The sad curlews, annunciators of the autumn, had just appeared in a
mass in a gray squall, fleeing from the high sea under the threat of
approaching tempests. At the mouth of the southern rivers, of the Adour,
of the Nivelle, of the Bidassoa which runs by Spain, they wandered above
the waters already cold, flying low, skimming, with their wings over the
mirror-like surfaces. And their cries, at the fall of the October night,
seemed to ring the annual half-death of the exhausted plants.
On the Pyrenean lands, all bushes and vast woods, the melancholy of the
rainy nights of declining seasons fell slowly, enveloping like a shroud,
while Ramuntcho walked on the moss-covered path, without noise, shod
with rope soles, supple and silent in his mountaineer's tread.

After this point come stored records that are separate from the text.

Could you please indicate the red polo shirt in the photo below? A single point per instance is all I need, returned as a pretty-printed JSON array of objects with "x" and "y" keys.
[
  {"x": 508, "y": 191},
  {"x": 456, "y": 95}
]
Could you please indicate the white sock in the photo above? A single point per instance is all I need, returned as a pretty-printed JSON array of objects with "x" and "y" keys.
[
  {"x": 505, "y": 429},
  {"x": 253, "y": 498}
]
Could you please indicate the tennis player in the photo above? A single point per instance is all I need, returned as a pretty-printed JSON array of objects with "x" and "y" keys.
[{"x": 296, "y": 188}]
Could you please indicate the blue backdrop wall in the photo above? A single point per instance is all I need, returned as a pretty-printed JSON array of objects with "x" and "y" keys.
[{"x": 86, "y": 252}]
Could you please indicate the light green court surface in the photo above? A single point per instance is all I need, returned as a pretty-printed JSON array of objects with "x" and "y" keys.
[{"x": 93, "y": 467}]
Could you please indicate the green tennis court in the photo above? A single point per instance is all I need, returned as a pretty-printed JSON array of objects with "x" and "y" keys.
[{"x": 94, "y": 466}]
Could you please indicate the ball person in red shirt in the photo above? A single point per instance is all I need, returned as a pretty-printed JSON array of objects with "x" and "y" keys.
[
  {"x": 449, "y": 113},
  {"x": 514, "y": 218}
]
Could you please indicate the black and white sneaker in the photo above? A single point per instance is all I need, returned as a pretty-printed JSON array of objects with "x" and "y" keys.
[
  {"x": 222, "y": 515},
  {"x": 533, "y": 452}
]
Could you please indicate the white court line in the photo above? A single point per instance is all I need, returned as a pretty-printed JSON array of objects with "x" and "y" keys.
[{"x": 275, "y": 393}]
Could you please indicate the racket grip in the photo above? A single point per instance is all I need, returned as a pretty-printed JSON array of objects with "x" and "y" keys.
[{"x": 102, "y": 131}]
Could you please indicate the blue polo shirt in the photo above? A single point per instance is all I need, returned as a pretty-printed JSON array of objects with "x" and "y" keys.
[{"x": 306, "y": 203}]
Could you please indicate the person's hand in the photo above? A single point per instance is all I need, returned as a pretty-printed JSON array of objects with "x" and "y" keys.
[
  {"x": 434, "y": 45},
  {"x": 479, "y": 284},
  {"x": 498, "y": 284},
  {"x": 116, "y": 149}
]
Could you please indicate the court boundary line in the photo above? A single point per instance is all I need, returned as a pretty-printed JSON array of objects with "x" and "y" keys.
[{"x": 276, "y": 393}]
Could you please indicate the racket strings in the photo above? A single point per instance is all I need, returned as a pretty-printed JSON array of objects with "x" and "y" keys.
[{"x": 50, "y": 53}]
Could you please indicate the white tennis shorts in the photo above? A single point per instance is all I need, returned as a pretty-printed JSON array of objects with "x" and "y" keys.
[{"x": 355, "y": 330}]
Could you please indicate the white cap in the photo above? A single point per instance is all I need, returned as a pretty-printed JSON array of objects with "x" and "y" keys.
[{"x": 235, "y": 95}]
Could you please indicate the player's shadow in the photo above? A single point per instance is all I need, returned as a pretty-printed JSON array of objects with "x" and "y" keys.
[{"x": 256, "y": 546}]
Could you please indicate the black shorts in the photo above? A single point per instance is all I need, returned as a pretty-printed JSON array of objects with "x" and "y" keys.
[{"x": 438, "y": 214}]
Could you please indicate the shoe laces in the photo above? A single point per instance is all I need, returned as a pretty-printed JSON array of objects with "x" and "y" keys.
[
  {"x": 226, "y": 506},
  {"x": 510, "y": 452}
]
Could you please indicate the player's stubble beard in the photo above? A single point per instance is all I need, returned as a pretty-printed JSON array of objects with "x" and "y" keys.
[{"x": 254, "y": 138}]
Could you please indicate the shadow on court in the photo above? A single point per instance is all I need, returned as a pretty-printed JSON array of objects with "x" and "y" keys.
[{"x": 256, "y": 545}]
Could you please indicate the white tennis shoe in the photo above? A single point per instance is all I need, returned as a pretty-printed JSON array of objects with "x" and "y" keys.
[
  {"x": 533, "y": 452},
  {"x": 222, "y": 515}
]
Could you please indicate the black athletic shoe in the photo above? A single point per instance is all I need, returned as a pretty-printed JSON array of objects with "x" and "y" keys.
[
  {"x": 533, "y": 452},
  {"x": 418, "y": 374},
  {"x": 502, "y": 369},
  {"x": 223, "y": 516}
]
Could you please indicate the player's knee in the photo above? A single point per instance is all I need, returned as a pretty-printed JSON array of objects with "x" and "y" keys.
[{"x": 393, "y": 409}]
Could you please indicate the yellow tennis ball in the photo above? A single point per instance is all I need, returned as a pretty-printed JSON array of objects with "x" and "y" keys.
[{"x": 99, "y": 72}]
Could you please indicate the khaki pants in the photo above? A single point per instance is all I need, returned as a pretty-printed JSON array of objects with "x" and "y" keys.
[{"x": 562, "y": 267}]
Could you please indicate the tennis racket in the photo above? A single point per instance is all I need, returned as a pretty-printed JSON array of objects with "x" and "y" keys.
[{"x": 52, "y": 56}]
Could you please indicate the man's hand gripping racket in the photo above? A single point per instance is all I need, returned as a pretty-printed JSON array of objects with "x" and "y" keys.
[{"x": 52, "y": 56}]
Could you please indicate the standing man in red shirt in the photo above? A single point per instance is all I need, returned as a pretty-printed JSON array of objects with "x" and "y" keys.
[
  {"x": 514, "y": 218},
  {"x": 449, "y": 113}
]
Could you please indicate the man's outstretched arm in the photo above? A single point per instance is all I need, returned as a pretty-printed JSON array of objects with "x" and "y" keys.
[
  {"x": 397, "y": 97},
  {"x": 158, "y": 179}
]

Ramuntcho was coming on foot from a very long distance, ascending the
regions neighboring the Bay of Biscay, toward his isolated house which
stood above, in a great deal of shade, near the Spanish frontier.
Around the solitary passer-by, who went up so quickly without trouble
and whose march in sandals was not heard, distances more and more
profound deepened on all sides, blended in twilight and mist.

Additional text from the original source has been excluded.